Non ho mai avuto grande aspettative dalla vita, sono riuscita a stento a diplomarmi con un sorriso e un calcio in culo, mi bastava semplicemente andarmene altrove e ripartire da zero, senza la pressione di dover dimostrare per forza qualcosa a qualcuno. Mi sono solamente rimboccata le maniche per stare bene con me stessa, pronta a buttarmi a capofitto in tutto, senza regole, senza costrizioni, senza vincoli.

Conto mentalmente i passi che percorro frettolosamente verso casa, stando attenta a non toccare le righe del marciapiede come è il mio solito fare, mentre dondolo da una parte all'altra stringendomi nel cappotto troppo leggero per questa stagione - dovrei ricordarmi di comprarne uno appena ho pagato l'affitto del mese. Ormai siamo arrivati ad ottobre inoltrato e le decorazioni di Halloween nelle varie case del mio squallido quartiere mi ricordano che devo ancora procurami dei dolcetti per i bambini che da tre anni a questa parte bussano alla mia porta con i loro costumi buffi e terrificanti allo stesso tempo.

Muovo la testa di lato cercando di scostarmi i capelli senza dover togliere le mani da dentro le tasche e in lontananza, vedendo la mia porta rossa, sento già il mio cuore scaldarsi.

«Eccoci qua, porta rossa!»

Mi giro nella sua direzione fermandomi di fronte ai gradini della mia umile dimora e sento già un grande senso di colpa attraversarmi dentro. È davvero un bravo ragazzo e mi dispiace promettergli di chiamarlo domani per poi buttare via il suo numero e dimenticarlo per sempre. Ma non posso farci niente, sono fatta così. Non riesco a dire di no alle persone e devo incolpare mia madre per avermi educata in questo modo, quindi allo stesso tempo non riesco neppure ad impegnarmi con nessuno.

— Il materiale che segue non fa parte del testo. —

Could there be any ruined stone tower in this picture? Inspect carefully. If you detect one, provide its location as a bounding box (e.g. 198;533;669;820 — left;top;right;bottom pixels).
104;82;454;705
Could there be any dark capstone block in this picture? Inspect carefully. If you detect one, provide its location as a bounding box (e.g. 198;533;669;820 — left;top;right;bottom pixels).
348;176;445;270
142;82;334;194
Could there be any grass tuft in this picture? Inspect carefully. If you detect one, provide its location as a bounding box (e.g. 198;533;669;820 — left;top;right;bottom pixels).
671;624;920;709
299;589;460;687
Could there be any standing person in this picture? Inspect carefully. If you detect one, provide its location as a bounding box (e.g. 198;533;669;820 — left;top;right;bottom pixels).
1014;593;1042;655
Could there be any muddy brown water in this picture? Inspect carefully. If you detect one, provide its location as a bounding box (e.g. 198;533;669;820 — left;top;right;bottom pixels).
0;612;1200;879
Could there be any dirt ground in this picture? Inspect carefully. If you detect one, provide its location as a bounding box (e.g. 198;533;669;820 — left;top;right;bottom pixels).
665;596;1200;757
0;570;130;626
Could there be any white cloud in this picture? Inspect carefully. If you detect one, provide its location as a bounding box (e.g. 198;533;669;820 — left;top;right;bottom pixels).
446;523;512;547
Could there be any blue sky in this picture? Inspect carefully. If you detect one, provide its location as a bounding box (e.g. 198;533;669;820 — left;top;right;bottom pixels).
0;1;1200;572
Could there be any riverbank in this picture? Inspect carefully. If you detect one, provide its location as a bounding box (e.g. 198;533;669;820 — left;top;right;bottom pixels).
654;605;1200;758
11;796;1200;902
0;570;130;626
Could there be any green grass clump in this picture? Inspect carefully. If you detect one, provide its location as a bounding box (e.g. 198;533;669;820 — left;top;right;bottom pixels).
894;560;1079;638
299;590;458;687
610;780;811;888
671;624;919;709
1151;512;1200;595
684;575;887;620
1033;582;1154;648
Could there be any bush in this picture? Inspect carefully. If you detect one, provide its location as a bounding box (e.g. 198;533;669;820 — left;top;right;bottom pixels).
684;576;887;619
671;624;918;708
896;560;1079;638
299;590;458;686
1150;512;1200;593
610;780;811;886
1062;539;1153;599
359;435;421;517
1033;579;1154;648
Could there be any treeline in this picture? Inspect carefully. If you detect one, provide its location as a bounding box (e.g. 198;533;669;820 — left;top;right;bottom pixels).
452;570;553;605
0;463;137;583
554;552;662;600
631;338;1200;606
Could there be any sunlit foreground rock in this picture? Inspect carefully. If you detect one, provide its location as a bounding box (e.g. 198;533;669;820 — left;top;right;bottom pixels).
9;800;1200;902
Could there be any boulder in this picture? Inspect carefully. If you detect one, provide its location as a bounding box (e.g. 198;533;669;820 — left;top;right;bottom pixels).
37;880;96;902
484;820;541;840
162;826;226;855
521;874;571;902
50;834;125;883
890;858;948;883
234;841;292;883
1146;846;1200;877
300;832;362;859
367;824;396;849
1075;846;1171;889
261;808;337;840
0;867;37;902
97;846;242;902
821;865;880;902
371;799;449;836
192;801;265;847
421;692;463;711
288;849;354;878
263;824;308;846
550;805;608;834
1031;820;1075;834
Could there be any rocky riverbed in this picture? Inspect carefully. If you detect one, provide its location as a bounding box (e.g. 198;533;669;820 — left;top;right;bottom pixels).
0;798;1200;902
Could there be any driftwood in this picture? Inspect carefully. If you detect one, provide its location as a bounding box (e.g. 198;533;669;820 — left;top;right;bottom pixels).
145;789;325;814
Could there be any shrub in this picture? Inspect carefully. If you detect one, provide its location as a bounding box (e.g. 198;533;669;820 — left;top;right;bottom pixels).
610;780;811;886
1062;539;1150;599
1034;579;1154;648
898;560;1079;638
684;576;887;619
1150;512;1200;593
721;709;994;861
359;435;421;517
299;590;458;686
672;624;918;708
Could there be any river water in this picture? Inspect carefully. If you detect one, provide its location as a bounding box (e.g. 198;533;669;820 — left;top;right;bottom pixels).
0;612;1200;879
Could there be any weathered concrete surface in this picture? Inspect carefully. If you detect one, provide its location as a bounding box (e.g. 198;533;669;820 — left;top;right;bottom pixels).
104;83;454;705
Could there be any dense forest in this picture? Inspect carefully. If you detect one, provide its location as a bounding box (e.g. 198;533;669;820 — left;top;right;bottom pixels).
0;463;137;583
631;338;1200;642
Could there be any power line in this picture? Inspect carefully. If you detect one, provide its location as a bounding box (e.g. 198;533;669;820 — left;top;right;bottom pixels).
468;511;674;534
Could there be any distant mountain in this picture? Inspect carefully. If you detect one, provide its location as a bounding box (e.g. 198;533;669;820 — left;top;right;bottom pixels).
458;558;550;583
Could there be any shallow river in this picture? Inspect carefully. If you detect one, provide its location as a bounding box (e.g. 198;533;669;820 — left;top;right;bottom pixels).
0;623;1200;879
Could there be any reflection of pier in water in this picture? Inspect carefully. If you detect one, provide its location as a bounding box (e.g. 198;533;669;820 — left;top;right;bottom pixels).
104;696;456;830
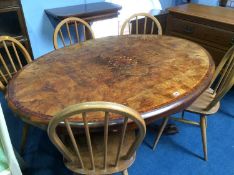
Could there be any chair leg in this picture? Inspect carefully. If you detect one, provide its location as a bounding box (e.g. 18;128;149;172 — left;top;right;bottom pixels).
153;117;169;150
200;114;208;161
20;123;29;155
122;169;128;175
181;110;185;119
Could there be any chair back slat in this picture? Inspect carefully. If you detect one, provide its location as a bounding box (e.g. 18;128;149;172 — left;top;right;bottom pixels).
48;102;146;174
11;42;23;69
53;17;94;49
115;117;128;166
64;119;84;168
103;112;109;169
206;46;234;110
74;21;80;43
82;112;95;170
0;36;32;92
66;22;72;45
120;13;162;35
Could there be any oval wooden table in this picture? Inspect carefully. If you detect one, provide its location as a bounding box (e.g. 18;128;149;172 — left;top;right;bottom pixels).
7;35;214;125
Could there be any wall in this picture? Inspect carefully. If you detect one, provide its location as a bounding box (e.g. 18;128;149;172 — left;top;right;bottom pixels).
21;0;103;58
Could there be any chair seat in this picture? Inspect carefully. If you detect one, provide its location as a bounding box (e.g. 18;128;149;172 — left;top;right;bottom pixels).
186;88;220;115
65;130;136;174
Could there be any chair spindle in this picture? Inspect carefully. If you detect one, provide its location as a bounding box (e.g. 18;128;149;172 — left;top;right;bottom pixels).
66;22;72;44
144;17;147;34
115;117;128;166
59;29;66;47
11;42;23;69
64;119;84;168
104;112;109;169
74;21;80;43
82;112;95;170
3;41;17;72
0;53;12;78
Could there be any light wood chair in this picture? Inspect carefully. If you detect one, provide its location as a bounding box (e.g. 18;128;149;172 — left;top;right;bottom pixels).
53;17;94;49
0;36;32;93
120;13;162;35
153;46;234;160
0;36;32;153
0;104;22;175
48;102;146;174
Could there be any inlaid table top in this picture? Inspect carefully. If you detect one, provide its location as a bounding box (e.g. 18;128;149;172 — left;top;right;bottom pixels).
7;35;214;124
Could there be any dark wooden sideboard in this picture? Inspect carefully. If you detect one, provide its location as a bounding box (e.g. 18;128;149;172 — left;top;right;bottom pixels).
166;3;234;65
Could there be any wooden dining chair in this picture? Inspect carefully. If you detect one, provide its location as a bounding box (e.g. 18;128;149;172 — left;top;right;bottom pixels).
153;46;234;160
53;17;94;49
0;104;22;175
48;102;146;174
120;13;162;35
0;36;32;153
0;36;32;93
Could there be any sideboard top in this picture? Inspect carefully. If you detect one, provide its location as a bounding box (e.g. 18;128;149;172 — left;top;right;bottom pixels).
169;3;234;25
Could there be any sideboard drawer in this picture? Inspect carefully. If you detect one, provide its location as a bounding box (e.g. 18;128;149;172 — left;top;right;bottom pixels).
168;15;234;49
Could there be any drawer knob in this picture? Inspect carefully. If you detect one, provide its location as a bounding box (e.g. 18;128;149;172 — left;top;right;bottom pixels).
184;26;193;34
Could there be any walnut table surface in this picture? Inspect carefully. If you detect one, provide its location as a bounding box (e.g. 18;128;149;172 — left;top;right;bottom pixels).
7;35;214;125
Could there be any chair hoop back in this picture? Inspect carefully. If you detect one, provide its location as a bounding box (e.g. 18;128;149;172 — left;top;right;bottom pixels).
53;17;94;49
0;36;32;91
48;102;146;174
120;13;162;35
207;46;234;110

Sono sempre gentile con gli altri e in compenso ricevo solo clamorosi pesci in faccia - il tempo mi ha fatto da maestro, aiutandomi a forgiare una solida corazza a prova di delusioni.

«È stato bello, che dici?»

Noto subito il nervosismo dietro al suo sorriso e d'istinto gli tocco il braccio annuendo calorosamente.

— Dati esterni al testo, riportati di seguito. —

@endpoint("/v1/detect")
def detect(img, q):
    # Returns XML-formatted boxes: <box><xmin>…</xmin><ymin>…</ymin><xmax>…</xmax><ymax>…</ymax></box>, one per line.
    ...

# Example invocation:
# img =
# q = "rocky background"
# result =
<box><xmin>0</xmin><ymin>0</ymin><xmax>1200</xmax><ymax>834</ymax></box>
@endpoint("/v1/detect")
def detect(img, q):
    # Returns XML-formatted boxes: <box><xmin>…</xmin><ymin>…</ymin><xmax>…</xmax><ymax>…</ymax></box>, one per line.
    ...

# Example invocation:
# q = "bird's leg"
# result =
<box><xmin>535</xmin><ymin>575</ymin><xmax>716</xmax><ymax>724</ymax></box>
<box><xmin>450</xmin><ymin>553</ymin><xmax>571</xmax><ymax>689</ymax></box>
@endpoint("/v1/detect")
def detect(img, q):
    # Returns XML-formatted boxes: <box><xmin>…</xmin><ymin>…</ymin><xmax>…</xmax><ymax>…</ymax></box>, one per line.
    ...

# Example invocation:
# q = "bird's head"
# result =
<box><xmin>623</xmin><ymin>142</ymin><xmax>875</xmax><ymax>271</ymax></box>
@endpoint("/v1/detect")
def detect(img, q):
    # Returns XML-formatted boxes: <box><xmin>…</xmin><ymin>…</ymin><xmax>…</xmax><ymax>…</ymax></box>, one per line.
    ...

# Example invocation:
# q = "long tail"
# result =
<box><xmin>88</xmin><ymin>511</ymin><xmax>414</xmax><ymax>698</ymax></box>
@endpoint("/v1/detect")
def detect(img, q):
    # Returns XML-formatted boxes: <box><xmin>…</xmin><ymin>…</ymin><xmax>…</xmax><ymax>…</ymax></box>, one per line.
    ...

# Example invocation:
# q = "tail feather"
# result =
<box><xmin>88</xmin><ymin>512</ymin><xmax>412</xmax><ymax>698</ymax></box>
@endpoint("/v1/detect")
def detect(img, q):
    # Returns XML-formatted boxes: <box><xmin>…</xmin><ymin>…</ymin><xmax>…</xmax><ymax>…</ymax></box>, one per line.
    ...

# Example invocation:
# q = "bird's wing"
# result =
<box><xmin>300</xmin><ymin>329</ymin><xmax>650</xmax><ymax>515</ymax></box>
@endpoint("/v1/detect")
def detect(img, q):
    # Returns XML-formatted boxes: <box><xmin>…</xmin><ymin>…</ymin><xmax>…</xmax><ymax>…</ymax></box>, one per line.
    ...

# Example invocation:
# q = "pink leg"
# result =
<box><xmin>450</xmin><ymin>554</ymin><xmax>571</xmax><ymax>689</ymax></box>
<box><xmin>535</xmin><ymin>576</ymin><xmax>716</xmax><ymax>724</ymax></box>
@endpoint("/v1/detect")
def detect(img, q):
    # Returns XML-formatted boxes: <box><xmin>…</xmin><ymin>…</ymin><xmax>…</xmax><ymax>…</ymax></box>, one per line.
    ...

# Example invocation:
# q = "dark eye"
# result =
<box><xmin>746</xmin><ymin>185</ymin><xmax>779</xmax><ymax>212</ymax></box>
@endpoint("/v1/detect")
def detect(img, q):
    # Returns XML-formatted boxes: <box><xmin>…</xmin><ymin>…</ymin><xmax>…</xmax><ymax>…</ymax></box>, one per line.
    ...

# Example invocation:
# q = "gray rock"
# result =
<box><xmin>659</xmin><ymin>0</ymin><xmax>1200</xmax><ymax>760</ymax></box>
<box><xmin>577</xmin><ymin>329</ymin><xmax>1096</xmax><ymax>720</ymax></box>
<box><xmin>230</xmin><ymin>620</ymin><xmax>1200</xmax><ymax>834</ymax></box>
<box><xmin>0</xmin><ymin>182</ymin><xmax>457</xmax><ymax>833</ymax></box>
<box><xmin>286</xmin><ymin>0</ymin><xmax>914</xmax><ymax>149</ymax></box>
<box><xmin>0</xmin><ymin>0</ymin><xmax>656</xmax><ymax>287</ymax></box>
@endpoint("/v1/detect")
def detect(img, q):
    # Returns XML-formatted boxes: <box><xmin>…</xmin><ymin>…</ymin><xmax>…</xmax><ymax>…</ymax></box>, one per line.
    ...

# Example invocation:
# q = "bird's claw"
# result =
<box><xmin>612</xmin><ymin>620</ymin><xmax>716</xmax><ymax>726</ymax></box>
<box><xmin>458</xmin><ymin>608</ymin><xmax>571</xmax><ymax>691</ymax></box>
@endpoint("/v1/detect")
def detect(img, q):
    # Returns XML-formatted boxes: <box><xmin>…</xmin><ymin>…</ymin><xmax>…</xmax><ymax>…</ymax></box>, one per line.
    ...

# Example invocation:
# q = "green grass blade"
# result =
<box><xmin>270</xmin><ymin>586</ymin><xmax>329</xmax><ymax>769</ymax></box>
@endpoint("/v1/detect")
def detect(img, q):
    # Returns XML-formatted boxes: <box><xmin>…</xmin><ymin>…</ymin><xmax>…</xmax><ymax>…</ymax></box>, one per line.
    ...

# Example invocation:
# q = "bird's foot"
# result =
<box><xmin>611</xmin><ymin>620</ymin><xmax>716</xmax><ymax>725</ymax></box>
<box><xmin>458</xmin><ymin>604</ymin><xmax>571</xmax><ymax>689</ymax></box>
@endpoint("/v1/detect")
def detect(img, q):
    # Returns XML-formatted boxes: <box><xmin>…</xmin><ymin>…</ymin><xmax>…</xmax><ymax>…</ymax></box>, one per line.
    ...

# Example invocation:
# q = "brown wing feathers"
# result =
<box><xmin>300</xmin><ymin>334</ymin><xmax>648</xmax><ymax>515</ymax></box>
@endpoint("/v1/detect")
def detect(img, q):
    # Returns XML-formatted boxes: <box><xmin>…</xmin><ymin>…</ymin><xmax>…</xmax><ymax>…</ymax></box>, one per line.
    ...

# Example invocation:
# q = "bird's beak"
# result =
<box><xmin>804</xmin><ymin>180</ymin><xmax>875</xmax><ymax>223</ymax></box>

«Grazie...per la cena...ho passato una bella serata.» Mostro il mio più sincero sorriso e lo sento rilassarsi sotto il mio tocco.

«Sono appena le undici...potrei entrare dentro e magari prendiamo un caffè insieme...se ti va?»

Oh Nathan.

Sento il cuore andare quasi in frantumi nonostante il mio io interiore continui a insistere nel scaricarlo il più velocemente possibile. Non voglio farlo soffrire, quindi prima lo faccio e meglio sarà per lui.

«Senti...» Vengo interrotta all'istante.

Un semplice bacio a stampo delicato che mette a contrasto le sue labbra calde e confortevoli con le mie secche e screpolate. Probabilmente neanche le uniche cose ad essere in netto contrasto tra di noi - in lui sento la voglia di provarci, di conoscermi, di uscire ancora, contro tutti i miei motivi per scaricarlo qui davanti al mio portone con una scusa banale. Ma perché diavolo ho accettato il suo invito a cena? Non potevo starmene zitta e riempirgli la tazza di caffè?